GAN Deux manchettes en bronze avec des motifs circulaires concentriques (16e-19e s., 6/6,5 cm)
Ces deux larges et lourdes manchettes en bronze se caractérisent par un liseré horizontal prononcé et de grands motifs circulaires concentriques centraux. Elles présentent une patine archéologique sèche et croûteuse, de couleur terre, qui masque la surface métallique d'origine.
1. Style esthétique et caractéristiques régionales
Les remarquables cercles concentriques sur ces manchettes gan sont profondément enracinés dans le symbolisme cosmologique voltaïque. Ces cercles, souvent interprétés comme des représentations d'un labyrinthe, du soleil ou d'un caillou tombé dans l'eau, représentent la continuité ondulatoire de la lignée, la nature cyclique du temps et le centre de l'origine spirituelle. En portant ces codes géométriques aux poignets, le porteur du gan d'élite délimitait efficacement son corps physique à l'intérieur d'un domaine spirituel protecteur et infini, et utilisait l'abstraction comme une sorte d'armure. Le motif concentrique apparaît dans de nombreuses traditions voltaïques, mais il est reproduit avec une ampleur et un poids particuliers dans le bronze Gan.

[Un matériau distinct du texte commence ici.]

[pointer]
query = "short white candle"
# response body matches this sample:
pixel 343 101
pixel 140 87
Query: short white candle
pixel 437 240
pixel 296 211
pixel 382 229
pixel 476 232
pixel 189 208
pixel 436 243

2 Fonction rituelle et continuité de la lignée
En raison de leur poids massif et de leur architecture rigide, les manchettes de ce style faisaient partie intégrante de l'identité de l'élite et étaient souvent portées jusqu'à la mort de leur propriétaire. Après la mort, elles étaient retirées et placées dans des sanctuaires familiaux ou des tombes royales afin de transmettre le prestige accumulé et le nyama (force vitale) de l'individu aux ancêtres collectifs. Ils faisaient office d'archives tangibles de l'histoire familiale et prouvaient à la communauté la chaîne ininterrompue de l'autorité royale.
3. Patine physique et preuve d'âge
Les surfaces de ces manchettes portent les marques indéniables de plusieurs siècles de conservation souterraine ou en sanctuaire. Une couche épaisse et opaque d'oxydes de cuivre et de dépôts terrestres s'est fondue dans le bronze, créant une texture sèche et croûteuse, totalement dépourvue de l'éclat caractéristique du métal usiné. Ce degré extrême de dégradation de l'environnement est un indice important de l'authenticité des bronzes d'Afrique de l'Ouest datant du 16e au 19e siècle et prouve qu'il s'agit de reliques non perturbées d'une époque ancienne.